I got to spend time with Matt, Craig and Mark, so while we were off set, I just pretended they were all my boys. I followed my instinct. Listening closely to everything Mark (Paul Hurstfield) was saying, in my character.

I had no idea Shane would be editing the film in that way. Nothing like that ever crossed my mind. Its better to not know what is going on, because in reality you wouldn't. I was never on set when the other cast were filming, so I had little idea of what really went on. The emotion amongst cast and crew was enough to feed me what I needed and also a few little private thoughts which I can't disclose or I would have to kill you… he he. I'll tell you something though, I had goose bumps on the back of my neck when I did the scene at the door with Paddy, he really unnerved me, such a strong presence. You learn a lot from your piers I guess.

Q) What have you learned from your time working with Shane both in life lessons and film making? (asked by Morell)
Q) Any desires to write or direct yourself? (asked by Morell)
A) Wow, what have I learnt from my time working with The Meadoz?…'That no matter how much you give to Charity, you can't cleanse your soul'…. No, seriously, I have learned that dreams are achievable with very hard work & focus. To be confident about what I'm tryin to say in my work. He is extremely giving and supportive. He makes me question myself, when we are working together.

Doing things for the right reason will always help you grow. Being patient. Crumbs, it's tough to write it all down. I've learned so much about myself on a personal and professional level. On the professional level, I have learnt just to be myself as an actress. Believe.

Once I read an interview with Paddy and it said "Shane makes the world feel the size of a tennis ball" (words to that effect)… it made me smile, because it was such a cool way of describing him, but he does. He's just a much understated, intelligent man. Funny, giving, sensitive, down to earth, he's taught me to be a better person and a better actress. Oh, and he taught me how to use a boxing bag and train like a fighter! He he.
I enjoy writing, not sure how good I am at it. My mind tends to wander, just like when I'm reading.
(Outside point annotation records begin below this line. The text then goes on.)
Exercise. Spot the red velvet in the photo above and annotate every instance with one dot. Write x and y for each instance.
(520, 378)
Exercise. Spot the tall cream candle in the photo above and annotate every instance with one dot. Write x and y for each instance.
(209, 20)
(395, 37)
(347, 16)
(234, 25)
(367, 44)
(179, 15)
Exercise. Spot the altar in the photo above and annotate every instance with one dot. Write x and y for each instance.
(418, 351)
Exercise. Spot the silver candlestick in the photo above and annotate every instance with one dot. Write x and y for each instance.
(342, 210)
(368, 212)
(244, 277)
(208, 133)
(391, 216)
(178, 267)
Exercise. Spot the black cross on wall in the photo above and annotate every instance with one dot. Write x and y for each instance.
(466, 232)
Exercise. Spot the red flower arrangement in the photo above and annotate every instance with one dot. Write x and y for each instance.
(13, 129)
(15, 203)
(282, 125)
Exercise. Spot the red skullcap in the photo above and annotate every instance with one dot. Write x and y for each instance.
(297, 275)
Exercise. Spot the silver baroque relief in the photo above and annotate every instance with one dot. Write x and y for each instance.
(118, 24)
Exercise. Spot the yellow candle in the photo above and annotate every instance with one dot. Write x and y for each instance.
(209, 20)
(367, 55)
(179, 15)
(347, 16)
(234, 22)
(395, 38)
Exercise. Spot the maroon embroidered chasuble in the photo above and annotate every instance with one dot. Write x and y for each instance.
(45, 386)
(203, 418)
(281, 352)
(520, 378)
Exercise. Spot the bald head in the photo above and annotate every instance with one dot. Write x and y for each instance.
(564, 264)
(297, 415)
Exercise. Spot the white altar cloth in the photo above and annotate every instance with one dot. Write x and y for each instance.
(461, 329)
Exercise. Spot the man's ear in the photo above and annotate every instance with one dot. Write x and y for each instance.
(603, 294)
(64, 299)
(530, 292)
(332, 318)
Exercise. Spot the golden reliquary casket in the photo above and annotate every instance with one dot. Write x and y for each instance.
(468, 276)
I've never really finished a piece. I write from time to time to exercise creative frustrations. I'd love to write a comedy series. I recently enquired about a couple of writing courses, but no big plans yet. No plans to direct either.

Q) What else have you been involved in that we may have missed? What is coming up? (asked by Sparrowface)
A) Shortly after filming This Is England I appeared in 'Barney has the Blues' a short film by writer director Paul Fraser! Coming soon! Other than that, I'm just waiting for 'This Is England' to come out now. Very excited about it.

Thanks so much for all your interesting questions they were great, they really made me think lots. Cheers!